What this means is that when your house is reassessed (roughly every 3 years), even if the value of the assessment increases sharply, the amount of the property tax you pay will be limited to increasing by no more than 5% a year in Howard County. Typically the increases are phased in over a 3-year period.

The law was enacted to prevent sharply rising property values from causing financial difficulties for long-time residents, especially retirees on fixed incomes.

But You Must Apply

The caveat is that the Maryland Homestead Tax Credit is not applied to your residence unless you submit an application. But once approved the credit is automatically applied each year afterwards.

If you're unsure of the status of your Homestead Credit, you can check your property in the Maryland Department of Assessments and Taxation SDAT Real Property Database.

You can apply by mail or online:

2. Homeowners' Property Tax Credit Program

A separate, much less well-known program called the Homeowners' Property Tax Credit limits your property taxes on your primary residence based upon income thresholds.

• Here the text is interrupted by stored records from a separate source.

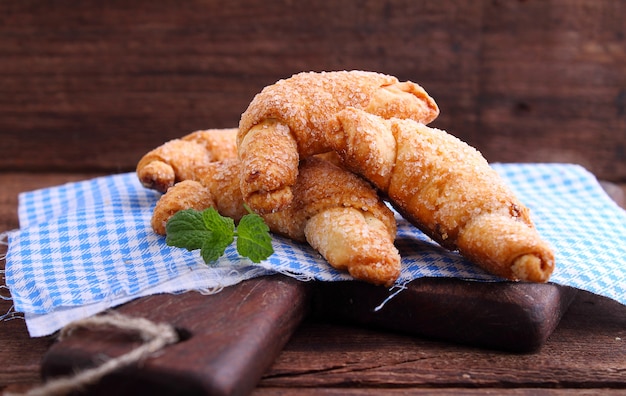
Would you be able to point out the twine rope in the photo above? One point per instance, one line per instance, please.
(156, 336)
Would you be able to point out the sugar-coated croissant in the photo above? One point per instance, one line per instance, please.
(336, 212)
(179, 159)
(296, 117)
(446, 188)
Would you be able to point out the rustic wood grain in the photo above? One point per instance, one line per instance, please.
(92, 86)
(586, 351)
(232, 337)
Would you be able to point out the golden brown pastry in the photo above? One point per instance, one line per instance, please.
(178, 159)
(447, 189)
(336, 212)
(296, 118)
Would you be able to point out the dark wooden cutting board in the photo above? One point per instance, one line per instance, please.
(231, 338)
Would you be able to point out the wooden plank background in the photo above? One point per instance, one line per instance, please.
(92, 85)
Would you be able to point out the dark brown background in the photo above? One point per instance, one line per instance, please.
(92, 85)
(87, 87)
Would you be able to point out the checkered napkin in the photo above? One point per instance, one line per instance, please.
(87, 246)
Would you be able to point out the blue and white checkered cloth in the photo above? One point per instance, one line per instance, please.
(87, 246)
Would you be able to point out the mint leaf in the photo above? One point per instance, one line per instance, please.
(222, 234)
(253, 238)
(186, 230)
(212, 233)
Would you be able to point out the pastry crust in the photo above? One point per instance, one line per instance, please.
(338, 213)
(304, 107)
(179, 159)
(447, 189)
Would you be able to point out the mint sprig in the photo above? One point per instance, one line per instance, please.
(212, 233)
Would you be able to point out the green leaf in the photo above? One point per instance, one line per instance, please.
(186, 230)
(212, 233)
(222, 234)
(253, 238)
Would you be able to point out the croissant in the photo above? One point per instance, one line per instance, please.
(338, 213)
(447, 189)
(178, 159)
(296, 118)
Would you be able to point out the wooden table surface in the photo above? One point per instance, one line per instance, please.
(91, 86)
(586, 352)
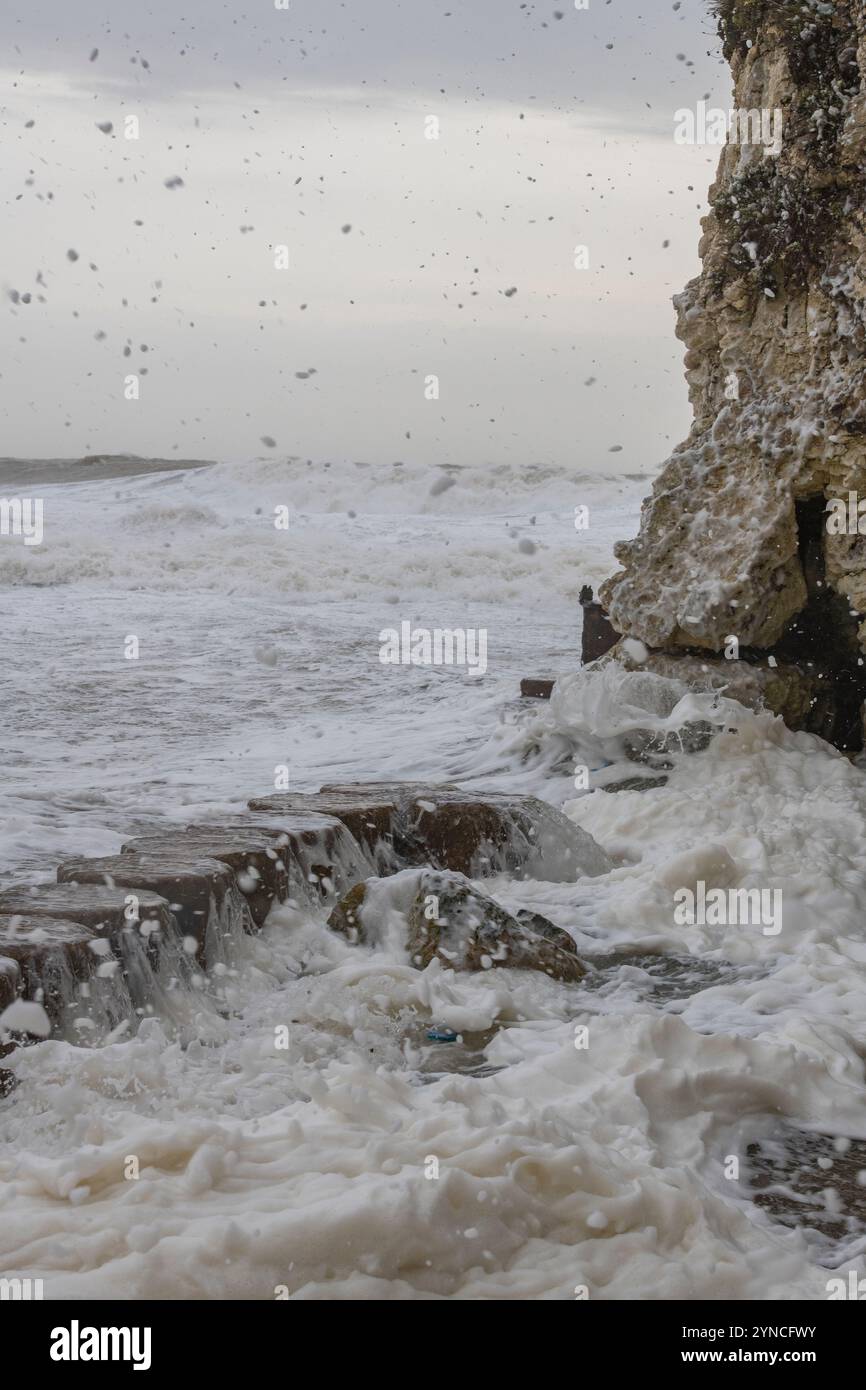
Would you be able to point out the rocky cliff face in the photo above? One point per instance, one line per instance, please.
(734, 538)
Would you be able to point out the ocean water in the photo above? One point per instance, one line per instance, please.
(535, 1159)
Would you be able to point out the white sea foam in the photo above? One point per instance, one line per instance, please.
(305, 1168)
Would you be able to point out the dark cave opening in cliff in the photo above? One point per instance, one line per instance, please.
(823, 637)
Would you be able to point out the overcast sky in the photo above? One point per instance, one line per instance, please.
(287, 127)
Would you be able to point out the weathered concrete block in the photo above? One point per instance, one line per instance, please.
(446, 918)
(483, 833)
(139, 927)
(202, 893)
(253, 855)
(371, 820)
(320, 856)
(53, 958)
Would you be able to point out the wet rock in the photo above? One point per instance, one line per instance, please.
(52, 958)
(370, 819)
(107, 911)
(534, 687)
(634, 784)
(484, 833)
(809, 1180)
(598, 634)
(139, 927)
(734, 538)
(202, 893)
(433, 913)
(10, 975)
(320, 855)
(255, 856)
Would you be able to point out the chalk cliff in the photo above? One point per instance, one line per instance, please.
(734, 538)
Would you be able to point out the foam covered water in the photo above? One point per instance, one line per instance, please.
(307, 1168)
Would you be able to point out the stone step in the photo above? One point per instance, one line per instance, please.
(446, 918)
(202, 893)
(320, 855)
(370, 819)
(139, 927)
(537, 687)
(10, 976)
(52, 958)
(256, 858)
(478, 833)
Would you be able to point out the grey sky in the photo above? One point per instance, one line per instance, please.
(287, 125)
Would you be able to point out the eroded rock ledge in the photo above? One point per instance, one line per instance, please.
(117, 938)
(733, 541)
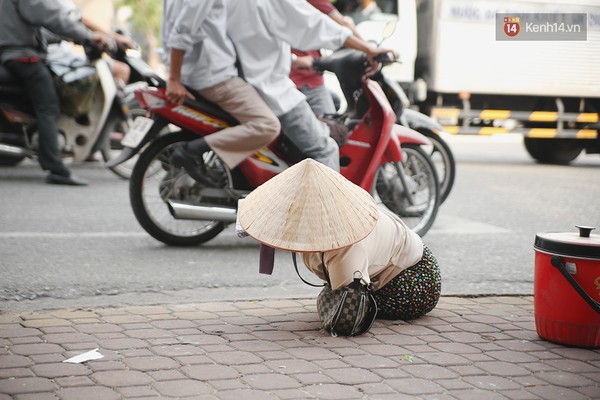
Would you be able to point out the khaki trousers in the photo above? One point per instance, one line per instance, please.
(258, 124)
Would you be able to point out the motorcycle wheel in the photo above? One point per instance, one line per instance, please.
(444, 162)
(409, 189)
(154, 180)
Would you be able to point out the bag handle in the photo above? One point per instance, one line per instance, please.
(298, 272)
(557, 262)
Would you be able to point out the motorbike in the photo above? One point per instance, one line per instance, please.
(93, 109)
(440, 153)
(176, 210)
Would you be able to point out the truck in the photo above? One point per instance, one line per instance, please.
(474, 79)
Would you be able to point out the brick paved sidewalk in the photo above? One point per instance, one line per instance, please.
(467, 348)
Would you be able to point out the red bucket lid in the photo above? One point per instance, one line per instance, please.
(570, 244)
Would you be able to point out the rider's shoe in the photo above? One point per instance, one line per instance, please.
(193, 165)
(71, 179)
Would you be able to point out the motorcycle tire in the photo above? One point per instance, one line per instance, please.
(154, 180)
(443, 159)
(409, 188)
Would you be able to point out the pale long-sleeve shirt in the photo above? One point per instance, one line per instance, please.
(263, 31)
(198, 27)
(21, 21)
(388, 250)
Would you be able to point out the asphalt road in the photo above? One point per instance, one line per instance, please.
(82, 247)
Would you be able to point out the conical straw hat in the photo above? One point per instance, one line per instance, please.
(308, 207)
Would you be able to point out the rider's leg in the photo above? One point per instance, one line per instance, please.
(39, 85)
(319, 98)
(310, 135)
(258, 124)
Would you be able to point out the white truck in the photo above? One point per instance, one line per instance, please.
(473, 83)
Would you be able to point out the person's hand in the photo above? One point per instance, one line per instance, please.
(124, 42)
(304, 62)
(176, 92)
(374, 52)
(100, 39)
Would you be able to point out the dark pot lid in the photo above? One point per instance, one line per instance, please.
(571, 244)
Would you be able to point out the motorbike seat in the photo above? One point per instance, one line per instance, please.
(213, 109)
(8, 83)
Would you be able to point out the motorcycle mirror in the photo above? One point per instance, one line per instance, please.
(379, 27)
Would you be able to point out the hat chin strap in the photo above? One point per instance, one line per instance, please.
(266, 259)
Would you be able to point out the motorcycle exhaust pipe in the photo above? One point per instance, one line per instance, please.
(183, 210)
(13, 151)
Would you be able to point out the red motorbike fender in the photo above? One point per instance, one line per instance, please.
(401, 134)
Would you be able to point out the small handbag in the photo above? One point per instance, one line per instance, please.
(346, 311)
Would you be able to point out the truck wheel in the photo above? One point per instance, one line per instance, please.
(553, 151)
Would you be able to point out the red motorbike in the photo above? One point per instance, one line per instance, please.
(177, 210)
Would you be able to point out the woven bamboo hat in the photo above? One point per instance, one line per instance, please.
(308, 207)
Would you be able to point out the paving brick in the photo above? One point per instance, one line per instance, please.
(46, 358)
(564, 379)
(210, 372)
(552, 392)
(248, 369)
(370, 362)
(443, 359)
(294, 366)
(235, 357)
(458, 348)
(511, 356)
(246, 394)
(6, 373)
(270, 381)
(13, 361)
(55, 370)
(502, 368)
(37, 348)
(42, 323)
(176, 350)
(150, 363)
(27, 340)
(333, 391)
(256, 345)
(15, 331)
(313, 354)
(26, 385)
(312, 378)
(414, 386)
(575, 366)
(120, 344)
(68, 337)
(88, 393)
(121, 378)
(129, 392)
(31, 396)
(73, 381)
(427, 371)
(99, 328)
(104, 365)
(476, 394)
(352, 376)
(487, 382)
(467, 348)
(166, 375)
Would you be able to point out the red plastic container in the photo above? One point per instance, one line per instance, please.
(567, 287)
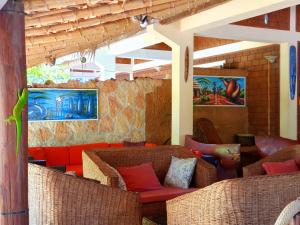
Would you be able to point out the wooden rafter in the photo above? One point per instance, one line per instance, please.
(59, 27)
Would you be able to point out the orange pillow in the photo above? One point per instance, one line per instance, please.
(57, 156)
(140, 178)
(288, 166)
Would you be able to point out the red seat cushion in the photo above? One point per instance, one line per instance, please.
(77, 168)
(150, 145)
(288, 166)
(37, 153)
(116, 145)
(140, 178)
(75, 154)
(164, 194)
(57, 156)
(95, 145)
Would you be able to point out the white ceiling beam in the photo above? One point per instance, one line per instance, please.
(2, 3)
(148, 54)
(236, 32)
(232, 11)
(133, 43)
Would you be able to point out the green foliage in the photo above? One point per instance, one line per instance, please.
(41, 73)
(242, 93)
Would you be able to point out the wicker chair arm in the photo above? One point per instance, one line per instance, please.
(253, 200)
(56, 198)
(96, 169)
(205, 174)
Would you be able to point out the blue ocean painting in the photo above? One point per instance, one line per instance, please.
(62, 104)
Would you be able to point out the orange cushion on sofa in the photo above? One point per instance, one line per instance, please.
(116, 145)
(288, 166)
(164, 194)
(57, 156)
(37, 153)
(75, 154)
(77, 168)
(95, 145)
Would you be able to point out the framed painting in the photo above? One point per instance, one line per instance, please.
(219, 90)
(62, 104)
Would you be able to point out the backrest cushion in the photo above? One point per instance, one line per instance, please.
(37, 153)
(134, 144)
(116, 145)
(288, 166)
(160, 157)
(75, 154)
(57, 156)
(140, 178)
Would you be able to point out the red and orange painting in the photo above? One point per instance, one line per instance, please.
(219, 91)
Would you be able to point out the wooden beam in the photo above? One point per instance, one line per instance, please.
(13, 168)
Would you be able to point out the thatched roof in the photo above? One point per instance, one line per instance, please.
(56, 28)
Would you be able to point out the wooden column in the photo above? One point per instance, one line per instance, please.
(13, 168)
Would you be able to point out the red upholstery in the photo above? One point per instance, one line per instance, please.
(57, 156)
(116, 145)
(75, 154)
(288, 166)
(140, 178)
(69, 156)
(164, 194)
(150, 145)
(37, 153)
(77, 168)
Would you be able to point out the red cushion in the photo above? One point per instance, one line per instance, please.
(140, 178)
(57, 156)
(77, 168)
(75, 154)
(150, 145)
(164, 194)
(37, 153)
(117, 145)
(95, 145)
(280, 167)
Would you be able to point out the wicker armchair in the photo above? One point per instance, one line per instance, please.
(97, 165)
(56, 198)
(292, 152)
(246, 201)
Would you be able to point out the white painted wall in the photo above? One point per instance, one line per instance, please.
(182, 92)
(288, 107)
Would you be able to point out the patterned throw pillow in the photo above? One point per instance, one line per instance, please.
(180, 172)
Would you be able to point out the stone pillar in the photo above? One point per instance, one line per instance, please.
(288, 107)
(13, 167)
(182, 92)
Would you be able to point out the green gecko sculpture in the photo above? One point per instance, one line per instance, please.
(17, 116)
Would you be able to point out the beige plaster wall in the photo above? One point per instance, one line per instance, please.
(122, 107)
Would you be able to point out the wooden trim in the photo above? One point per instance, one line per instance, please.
(13, 167)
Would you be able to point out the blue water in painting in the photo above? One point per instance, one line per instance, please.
(62, 104)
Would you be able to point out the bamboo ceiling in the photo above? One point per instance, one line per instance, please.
(56, 28)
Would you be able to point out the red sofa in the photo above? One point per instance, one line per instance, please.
(69, 156)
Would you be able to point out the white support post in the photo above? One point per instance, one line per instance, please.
(288, 107)
(182, 92)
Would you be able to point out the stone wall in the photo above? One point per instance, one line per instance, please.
(122, 107)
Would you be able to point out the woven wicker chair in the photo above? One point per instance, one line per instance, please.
(245, 201)
(95, 166)
(292, 152)
(56, 198)
(289, 213)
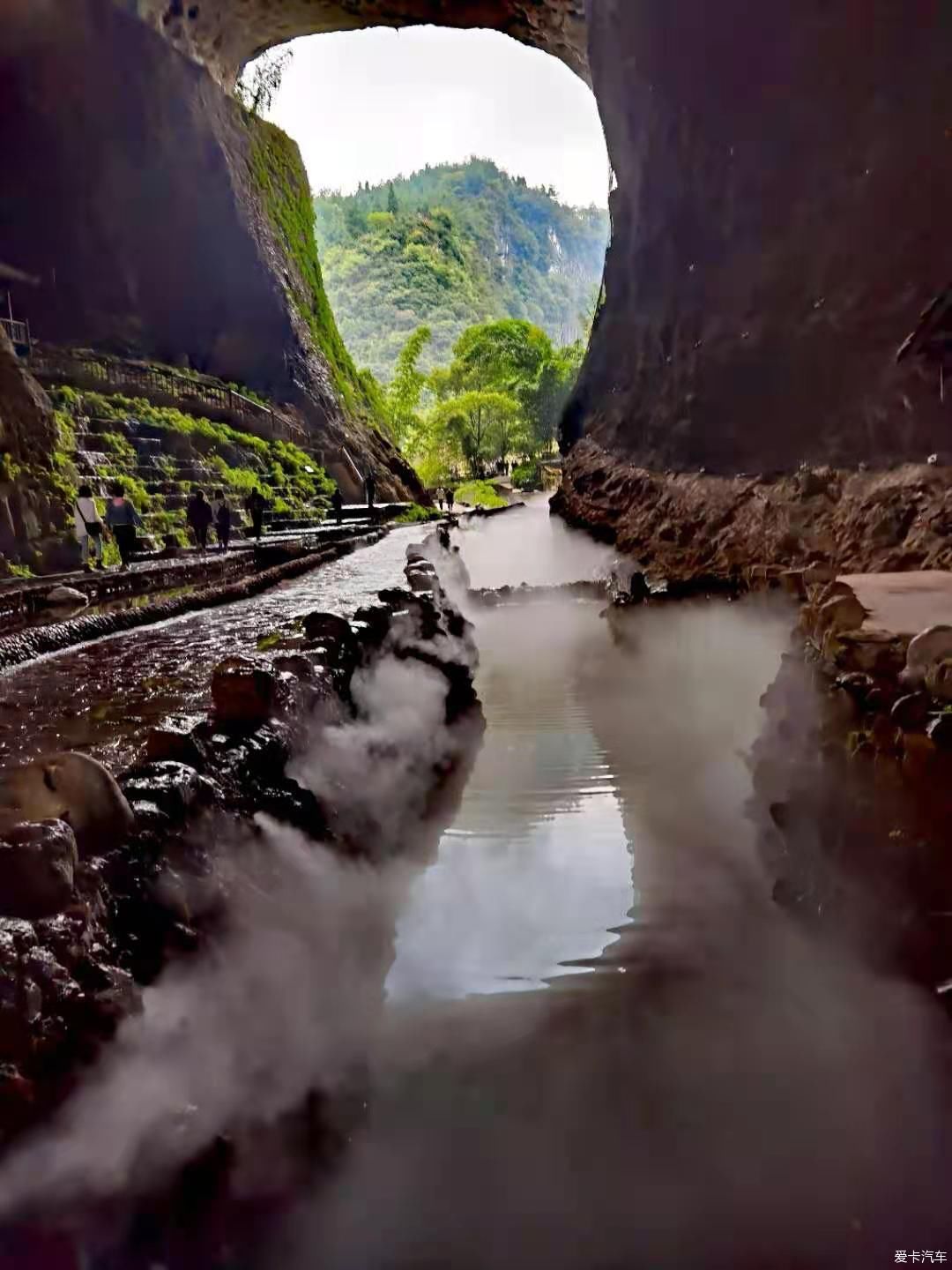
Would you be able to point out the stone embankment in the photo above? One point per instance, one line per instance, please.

Since your net worth must also be below $200,000 (not including your residence and retirement accounts) and combined gross household income must be below $60,000 this program most likely would have the biggest benefit if you suffer a sudden, unexpected financial issue such as job loss.

Also, this affects only the taxes from the first $300,000 of assessment valuation.

The maximum property tax varies as household income increases:
  • First $8000 household income: 0%
  • Next $4000 ($8,000-$12,000): 4%
  • Next $4000 ($12,000-$16,000): 6.5%
  • Above $16,000: 9%
Thus if a household meets the other tests (net worth & $300K assessment limit), the most a household earning $60,000 would pay would be: $0 + $160 + $260 + $3960 = $4380 (adding up the maximum in each of the four brackets), though in practice the $300,000 limit would probably come into play as well.

The excess amount would be received as either a credit on that year's tax bill (if approved by the early deadline of May 1), or after that a revised tax bill or tax credit if approved by the final Sept. 1st deadline.